Castles in the Sand

Field trip time!  Paul (professor and surfer extraordinare) took all of us to the beach to introduce our design class that we’ll be doing as part of the program.  Instead of simply telling us what we’ll be doing, we were challenged in a series of activities that gave us a glimpse of how design and learning work together.  One challenge involved building a functional sandcastle in 1 square meter that kept sand dry, but was as close to the water as possible.  My team talked through some ideas and quickly started creating breaks in the sand and a moat.  Then, our new friend Elliott walked by…

I knew that a child could build a sandcastle much better than I, so I asked him if he wanted to help us with the really important task of building a sandcastle.  He quickly replied, “yeah, I got a bucket and a shovel”.  I then told him we only had 10 minutes to try and build a good sandcastle, so he needed to hurry.  Elliott took off in a flash and returned with his sandcastle building supplies.  We showed him what we were doing and he followed up by saying, “you need wet sand”.  He ran down to the water and grabbed a bucket full of water, then proceeded to fill the bucket with sand to create a cement-like mixture.  While he was creating this mixture, he told me “you have to get wet sand so it can stay”.  Just when I thought we were ready to flip the bucket over and create our “tower”, he stopped me and advised “you need some more sand and then push your hand down to compact it, then we turn it over”.  He IS a kid, he WOULD know…Our time soon dwindled and he helped put some more sand around the castle to create the final sandcastle product.  We thanked him for his help and he was back on his way with his grandpa.
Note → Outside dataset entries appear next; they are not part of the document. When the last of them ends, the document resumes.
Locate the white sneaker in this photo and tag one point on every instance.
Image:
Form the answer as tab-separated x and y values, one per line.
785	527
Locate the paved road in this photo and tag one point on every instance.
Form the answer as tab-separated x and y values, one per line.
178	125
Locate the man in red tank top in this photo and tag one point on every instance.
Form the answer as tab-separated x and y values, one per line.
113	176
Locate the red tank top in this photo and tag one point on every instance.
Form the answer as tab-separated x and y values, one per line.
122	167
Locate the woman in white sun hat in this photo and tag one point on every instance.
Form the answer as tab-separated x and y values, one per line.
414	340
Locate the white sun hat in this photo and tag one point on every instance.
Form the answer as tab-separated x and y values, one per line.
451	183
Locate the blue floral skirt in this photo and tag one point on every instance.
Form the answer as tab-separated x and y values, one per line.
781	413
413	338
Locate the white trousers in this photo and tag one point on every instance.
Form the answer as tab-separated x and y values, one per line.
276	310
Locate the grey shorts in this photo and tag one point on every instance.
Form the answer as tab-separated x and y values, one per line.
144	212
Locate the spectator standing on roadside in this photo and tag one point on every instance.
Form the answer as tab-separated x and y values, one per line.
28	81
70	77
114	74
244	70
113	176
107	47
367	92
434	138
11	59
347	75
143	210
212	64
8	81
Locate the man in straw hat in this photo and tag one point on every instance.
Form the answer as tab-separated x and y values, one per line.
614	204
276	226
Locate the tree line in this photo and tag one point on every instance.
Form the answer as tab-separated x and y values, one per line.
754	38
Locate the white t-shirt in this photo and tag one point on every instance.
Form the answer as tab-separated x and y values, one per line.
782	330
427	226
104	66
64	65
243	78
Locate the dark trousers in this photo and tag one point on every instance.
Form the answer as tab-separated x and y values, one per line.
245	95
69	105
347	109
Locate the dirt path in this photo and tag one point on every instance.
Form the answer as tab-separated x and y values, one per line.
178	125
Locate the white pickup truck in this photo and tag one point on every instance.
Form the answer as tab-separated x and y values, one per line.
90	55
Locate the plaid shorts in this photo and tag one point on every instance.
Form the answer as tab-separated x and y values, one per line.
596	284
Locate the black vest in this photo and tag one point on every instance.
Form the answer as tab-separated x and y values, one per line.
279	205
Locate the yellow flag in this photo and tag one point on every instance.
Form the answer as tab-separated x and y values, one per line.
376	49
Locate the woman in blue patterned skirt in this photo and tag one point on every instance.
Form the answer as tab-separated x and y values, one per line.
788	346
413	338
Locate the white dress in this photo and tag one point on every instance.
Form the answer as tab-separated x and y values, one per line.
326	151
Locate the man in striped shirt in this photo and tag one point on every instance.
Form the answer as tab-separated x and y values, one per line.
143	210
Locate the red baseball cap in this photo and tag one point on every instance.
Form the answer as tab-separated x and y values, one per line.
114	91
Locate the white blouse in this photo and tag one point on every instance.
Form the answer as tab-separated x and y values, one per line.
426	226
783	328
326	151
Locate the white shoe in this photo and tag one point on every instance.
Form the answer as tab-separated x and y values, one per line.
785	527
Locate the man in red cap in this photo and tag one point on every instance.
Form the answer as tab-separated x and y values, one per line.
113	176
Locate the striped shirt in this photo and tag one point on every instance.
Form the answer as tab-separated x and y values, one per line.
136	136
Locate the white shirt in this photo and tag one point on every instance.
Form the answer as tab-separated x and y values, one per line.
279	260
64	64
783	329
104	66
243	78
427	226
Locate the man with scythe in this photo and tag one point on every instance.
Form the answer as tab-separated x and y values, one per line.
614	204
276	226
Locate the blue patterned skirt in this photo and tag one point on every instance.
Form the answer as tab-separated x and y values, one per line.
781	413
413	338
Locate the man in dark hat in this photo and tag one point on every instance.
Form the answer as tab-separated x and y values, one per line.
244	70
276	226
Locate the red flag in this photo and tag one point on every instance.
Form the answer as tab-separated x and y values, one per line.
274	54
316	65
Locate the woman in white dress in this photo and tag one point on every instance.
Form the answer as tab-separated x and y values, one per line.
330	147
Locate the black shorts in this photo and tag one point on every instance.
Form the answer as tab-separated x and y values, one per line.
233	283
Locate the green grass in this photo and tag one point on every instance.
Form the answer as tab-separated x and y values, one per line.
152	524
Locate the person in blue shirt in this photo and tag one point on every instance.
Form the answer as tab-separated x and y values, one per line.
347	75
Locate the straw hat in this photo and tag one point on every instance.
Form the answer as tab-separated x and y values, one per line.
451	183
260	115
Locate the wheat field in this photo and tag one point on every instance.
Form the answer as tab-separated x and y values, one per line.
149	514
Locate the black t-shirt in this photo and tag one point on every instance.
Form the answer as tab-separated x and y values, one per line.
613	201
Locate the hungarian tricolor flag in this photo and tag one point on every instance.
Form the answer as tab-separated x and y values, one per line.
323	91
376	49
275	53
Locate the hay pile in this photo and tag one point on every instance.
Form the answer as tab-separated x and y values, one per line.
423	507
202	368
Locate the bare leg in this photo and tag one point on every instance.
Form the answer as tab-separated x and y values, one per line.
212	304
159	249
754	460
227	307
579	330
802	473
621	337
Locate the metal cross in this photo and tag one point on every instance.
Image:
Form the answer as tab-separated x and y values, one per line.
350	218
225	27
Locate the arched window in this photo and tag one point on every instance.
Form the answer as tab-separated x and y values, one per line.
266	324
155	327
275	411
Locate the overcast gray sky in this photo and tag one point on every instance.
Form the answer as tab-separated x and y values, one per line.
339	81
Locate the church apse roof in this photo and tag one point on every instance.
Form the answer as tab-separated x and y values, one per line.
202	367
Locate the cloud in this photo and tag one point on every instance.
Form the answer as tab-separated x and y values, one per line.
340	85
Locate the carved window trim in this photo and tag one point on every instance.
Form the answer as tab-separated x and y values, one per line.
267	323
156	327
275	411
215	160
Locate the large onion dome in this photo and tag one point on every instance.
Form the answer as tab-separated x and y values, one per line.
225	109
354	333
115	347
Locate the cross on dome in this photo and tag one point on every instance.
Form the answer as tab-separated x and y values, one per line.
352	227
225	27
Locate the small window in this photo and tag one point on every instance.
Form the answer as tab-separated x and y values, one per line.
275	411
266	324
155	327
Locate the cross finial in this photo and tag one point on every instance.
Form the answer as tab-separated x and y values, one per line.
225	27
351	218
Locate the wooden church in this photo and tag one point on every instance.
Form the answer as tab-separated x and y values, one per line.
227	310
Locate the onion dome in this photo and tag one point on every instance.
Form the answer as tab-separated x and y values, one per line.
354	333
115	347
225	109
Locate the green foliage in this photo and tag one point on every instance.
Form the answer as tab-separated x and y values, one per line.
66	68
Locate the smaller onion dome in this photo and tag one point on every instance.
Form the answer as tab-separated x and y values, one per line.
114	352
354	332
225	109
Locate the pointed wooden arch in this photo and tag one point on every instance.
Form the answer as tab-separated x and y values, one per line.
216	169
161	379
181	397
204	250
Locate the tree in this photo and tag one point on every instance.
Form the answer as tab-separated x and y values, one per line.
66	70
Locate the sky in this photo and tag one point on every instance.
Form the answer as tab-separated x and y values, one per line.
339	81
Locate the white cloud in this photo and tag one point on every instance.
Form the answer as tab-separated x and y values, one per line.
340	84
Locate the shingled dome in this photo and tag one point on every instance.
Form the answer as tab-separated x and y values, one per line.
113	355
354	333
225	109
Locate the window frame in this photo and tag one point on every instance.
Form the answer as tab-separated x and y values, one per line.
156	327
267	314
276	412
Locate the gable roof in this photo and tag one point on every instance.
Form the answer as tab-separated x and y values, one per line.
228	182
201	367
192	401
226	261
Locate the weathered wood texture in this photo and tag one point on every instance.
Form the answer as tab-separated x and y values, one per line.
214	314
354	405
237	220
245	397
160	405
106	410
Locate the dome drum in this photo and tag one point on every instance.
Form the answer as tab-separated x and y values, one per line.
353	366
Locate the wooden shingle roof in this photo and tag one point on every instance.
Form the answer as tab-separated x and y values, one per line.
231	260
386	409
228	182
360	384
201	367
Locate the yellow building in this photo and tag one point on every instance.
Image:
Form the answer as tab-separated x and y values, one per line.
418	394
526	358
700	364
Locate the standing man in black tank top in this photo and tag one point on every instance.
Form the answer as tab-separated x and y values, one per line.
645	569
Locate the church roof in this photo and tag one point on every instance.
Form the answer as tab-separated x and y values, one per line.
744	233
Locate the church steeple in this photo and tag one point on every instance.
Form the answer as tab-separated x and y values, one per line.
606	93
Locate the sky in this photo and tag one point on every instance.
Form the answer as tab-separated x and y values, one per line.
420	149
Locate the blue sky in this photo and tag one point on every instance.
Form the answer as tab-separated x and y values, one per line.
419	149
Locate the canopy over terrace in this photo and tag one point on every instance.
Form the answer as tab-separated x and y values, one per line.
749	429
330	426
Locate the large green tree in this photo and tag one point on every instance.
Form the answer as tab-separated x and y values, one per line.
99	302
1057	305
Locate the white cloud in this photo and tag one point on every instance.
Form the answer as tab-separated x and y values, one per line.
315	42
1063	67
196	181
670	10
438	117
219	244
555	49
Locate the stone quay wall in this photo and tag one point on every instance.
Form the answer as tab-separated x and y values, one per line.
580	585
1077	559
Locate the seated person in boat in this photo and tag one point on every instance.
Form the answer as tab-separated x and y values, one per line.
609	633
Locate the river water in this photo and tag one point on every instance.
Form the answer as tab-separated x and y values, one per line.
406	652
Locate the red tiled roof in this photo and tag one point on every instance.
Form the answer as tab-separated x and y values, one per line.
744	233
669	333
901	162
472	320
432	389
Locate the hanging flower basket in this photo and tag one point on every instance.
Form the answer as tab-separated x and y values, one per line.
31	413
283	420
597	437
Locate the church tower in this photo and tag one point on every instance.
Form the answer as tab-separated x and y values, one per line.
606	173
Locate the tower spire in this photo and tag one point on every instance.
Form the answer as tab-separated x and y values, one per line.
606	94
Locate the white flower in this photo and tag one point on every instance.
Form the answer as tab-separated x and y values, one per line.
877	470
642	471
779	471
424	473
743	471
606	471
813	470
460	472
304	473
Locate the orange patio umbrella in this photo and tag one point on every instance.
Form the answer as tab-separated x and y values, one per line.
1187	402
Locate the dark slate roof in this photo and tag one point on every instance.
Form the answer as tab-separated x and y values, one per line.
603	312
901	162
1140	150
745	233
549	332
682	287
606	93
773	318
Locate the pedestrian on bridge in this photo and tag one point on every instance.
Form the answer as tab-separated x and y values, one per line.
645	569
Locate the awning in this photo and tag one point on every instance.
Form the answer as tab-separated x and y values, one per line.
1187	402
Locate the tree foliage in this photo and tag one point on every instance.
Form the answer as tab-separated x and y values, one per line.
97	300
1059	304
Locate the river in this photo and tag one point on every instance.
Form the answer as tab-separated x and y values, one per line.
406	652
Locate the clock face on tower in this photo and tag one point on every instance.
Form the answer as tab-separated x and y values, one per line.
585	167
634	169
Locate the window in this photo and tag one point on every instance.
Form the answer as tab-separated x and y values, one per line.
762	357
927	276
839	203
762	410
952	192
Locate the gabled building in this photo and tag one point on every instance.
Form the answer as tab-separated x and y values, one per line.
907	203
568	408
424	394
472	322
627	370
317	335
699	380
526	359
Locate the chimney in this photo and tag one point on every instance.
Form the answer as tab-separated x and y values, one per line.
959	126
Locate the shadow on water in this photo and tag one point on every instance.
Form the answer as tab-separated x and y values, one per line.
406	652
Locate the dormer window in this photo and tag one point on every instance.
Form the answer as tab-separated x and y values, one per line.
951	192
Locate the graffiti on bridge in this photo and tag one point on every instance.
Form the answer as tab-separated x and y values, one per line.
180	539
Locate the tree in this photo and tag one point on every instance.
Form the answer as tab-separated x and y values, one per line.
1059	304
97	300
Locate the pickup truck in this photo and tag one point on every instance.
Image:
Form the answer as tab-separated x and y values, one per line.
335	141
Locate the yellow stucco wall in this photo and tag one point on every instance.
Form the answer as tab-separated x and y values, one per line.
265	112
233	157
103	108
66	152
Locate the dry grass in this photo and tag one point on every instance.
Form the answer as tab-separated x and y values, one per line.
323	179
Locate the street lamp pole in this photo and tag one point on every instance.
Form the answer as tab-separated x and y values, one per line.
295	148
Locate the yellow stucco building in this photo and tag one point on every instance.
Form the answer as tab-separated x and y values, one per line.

Upon evaluation of each group’s sandcastle, we didn’t fair so well because we had built too far away from the water and were considered “safe” builders.  I pointed out that we should get extra points because we commissioned a child to help us build and there’s nothing better than having the help of someone who knows how to build sandcastles like a kid…no one seemed to buy it..but it did start making me think…

Design is often the most simplistic AND complex when done through the eyes of a child.  Children can somehow dream up amazing ideas, create a plan of attack, and most often execute their plans to craft something amazing…original…inventive…or functional in ways never imagined.  To me, design and learning both involve frameworks..the foundations are laid, the blueprints are drafted, and the work begins to fulfill the said plans.  What if design was truly considered within the context of learning?  Would learning look different?  Would kids be more willing to take an active part?  Would our ideas go far beyond what had ever been considered?

I don’t know the answers yet, but I’m hoping that I learn how to address a learning problem and re-imagine its design…hopefully through the eyes of a child making castles in the sand.